Por Ciudadano.News
22 Enero de 2018 - 12:29
Un sistema jubilatorio es una forma de ahorro, una caja a la que aportan trabajadores y empleadores para garantizar que quienes se jubilan puedan percibir un ingreso que les permita vivir con dignidad.
Por el mal uso de esos ahorros a través de la historia argentina y el gran porcentaje de trabajo informal y desempleo que ha registrado el país, los aportes de los jubilados son, hace tiempo, insuficientes para solventar los haberes de todos nuestros jubilados.
El gobierno anterior lejos de intentar corregir estos desaciertos profundizó el problema. Se negaba a pagar lo que debía el Estado a los jubilados e incorporó a millones de personas al sistema, sin recursos para financiarlos, por lo que se convirtió en un sistema insostenible en el tiempo y asfixiante para las provincias.
Es indiscutible que el Estado debe asignar un ingreso a los abuelos que no lo tengan; tan indiscutible como que es injusto que el sistema no prevea los recursos para cubrirlos, y sean otros abuelos los que deban pagar los costos con sus ahorros de toda una vida.
Para superar lo que se estaba convirtiendo en un cuello de botella, el Gobierno Nacional convocó a una mesa de diálogo a los gobernadores. De un pacto fiscal firmado por 23 jefes de gobierno, emergieron compromisos que convergieron en una reorganización del sistema de reparto impositivo argentino, lo cual se tradujo en la baja de una gran cuota de financiamiento de ANSES al sacar la parte del impuesto a las ganancias que se destinaba a tal fin y convertirlo en un impuesto totalmente coparticipable. Todos estos factores llevaron al gobierno a tener que repensar el sistema de financiamiento de las jubilaciones y el sistema previsional argentino.
El nuevo sistema garantiza la movilidad de los haberes a través de una fórmula que los actualiza según la inflación en lugar de la recaudación fiscal, de modo que el deterioro que sufrieron los jubilados en sus ingresos en 2014 y 2016 –por la caída de la recaudación-, no se repetirá en el futuro, forjando a su vez un sistema más sustentable que actualiza las jubilaciones a la alza cada tres meses y no cada seis, como preveía el sistema anterior, porque la prioridad es conservar el valor de los ingresos de nuestros abuelos.
El empalme entre el viejo y el nuevo sistema podía significar una pérdida de ingresos a miles de jubilados.
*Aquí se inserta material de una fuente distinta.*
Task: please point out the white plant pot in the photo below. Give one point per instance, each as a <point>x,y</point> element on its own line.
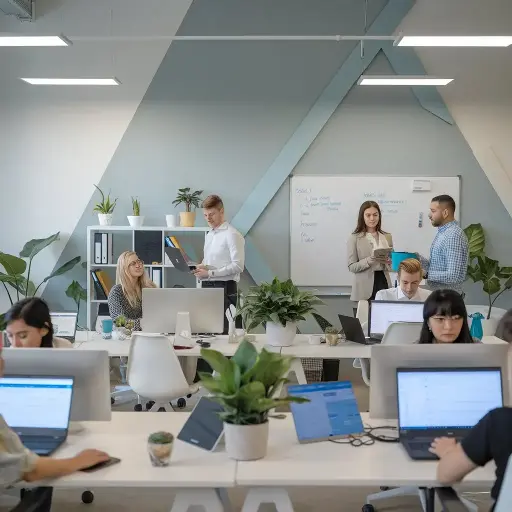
<point>136,221</point>
<point>105,219</point>
<point>279,336</point>
<point>246,442</point>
Pero a través del bono complementario dispuesto por el Gobierno Nacional a instancia de quienes integramos los bloques de diputados del radicalismo y la Coalición Cívica, subsanamos la distorsión y despejamos la inquietud de jubilados y pensionados.
Desde ahora, ningún trabajador que haya cumplido con 30 años de aportes cobrará por debajo del 82% del salario mínimo vital y móvil. Para miles de jubilados que aportaron largos años y veían deteriorarse paulatinamente sus ingresos -más de 50 mil mendocinos- el nuevo sistema actualizará sus jubilaciones cada vez que aumenta el Salario Mínimo Vital y Móvil, además de las subas trimestrales previstas. Lo mismo ocurre con asignaciones y pensiones no contributivas.
Desde la asunción de Cambiemos, un millón ochocientos mil chicos ingresaron al sistema más masivo de seguridad social. Lo mismo sucedió con los Créditos Argenta que ya superaron ampliamente los 2 millones de créditos otorgados en todo el país.
La reforma previsional no es una medida aislada. Se inscribe en una concepción política manifestada a través de la reparación histórica, con la que ya más de un millón doscientos mil jubilados –de un total de dos millones- accedieron sin necesidad de litigar, a los ingresos actualizados correspondientes a sus aportes, derecho que hasta ese momento había sido coartado por el Estado. Por otro lado la Pensión Universal para el Adulto Mayor creada también por este gobierno, que da cobertura vitalicia a las personas mayores de 65 años que no cuenten con jubilación ordinaria ni otro beneficio, forma parte de un paquete de medidas que busca asegurar durante este año la cobertura del 98% de los jubilados del país.
Las jubilaciones son bajas, y eso nos duele. Queda mucho por hacer, pero hemos dado un primer paso hacia ese sistema justo, equitativo, universal, integral, solidario, público y más sustentable que estamos construyendo.
Lo que queda por resolver, las deudas sociales que quedan por reparar, las abordaremos con la tranquilidad de tener un sistema previsional honesto equitativo y previsible.
Que Argentina crezca, que las brechas sociales se acorten y que la vida digna sea además de un deseo una realidad para todos, es el norte. Un sistema equilibrado y ecuánime, que proteja los ingresos de los jubilados, blindándolos contra la inflación, es una piedra fundamental en el proceso para lograrlo.